The more we sketched out solutions for threat stories and visualization, the further we leaned towards a custom network graph solution that would support some key areas like timeline, grouping, and details on demand as a user clicks and explores the threat.

Actionability from Visualization

Another must have for our interactive solution was the users ability to quickly take action on a threat element, such as quarantining a host or black listing a URL on the fly as they made their way through the threat story graph.

Getting the Schema Right

A big aspect of this project was going back and forth with analysts exploring and identifying the right way to “draw the objects” what to label nodes, how to label edges, and finding a parallel for our visual story to the way analysts mentally pictured relationships and object groups.


Final Designs

Group 32.png

Conclusion

Advanced security threats often times contain dozens of alerts, each with hundreds of data points, and to analyze and understand the threats, our users typically have to have dozens of tabs, charts and tables pulled up simultaneously to get a full view of what has happened.

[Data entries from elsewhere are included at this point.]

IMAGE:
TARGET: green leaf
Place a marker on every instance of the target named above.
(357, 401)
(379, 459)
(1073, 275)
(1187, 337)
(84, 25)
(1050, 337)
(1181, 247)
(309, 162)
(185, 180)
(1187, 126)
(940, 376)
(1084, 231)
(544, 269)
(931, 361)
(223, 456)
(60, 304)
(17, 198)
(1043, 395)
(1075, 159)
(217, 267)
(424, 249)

Our solution starts to approach this problem by allowing the user to see the entire threat on screen, intelligently grouping data into large nodes that can be drilled down upon on demand, allowing the user the ability to control what data they are seeing on the fly, but maintain the visual connection between other related alerts etc.

Our project is ongoing, but so far has received amazing feedback from our internal analysts and is currently under development using Keylines to make our ideas come to life, and will eventually be integrated into the FireEye alert view ecosystem to gives analysts across the globe a simplified and intuitive view in their alert data.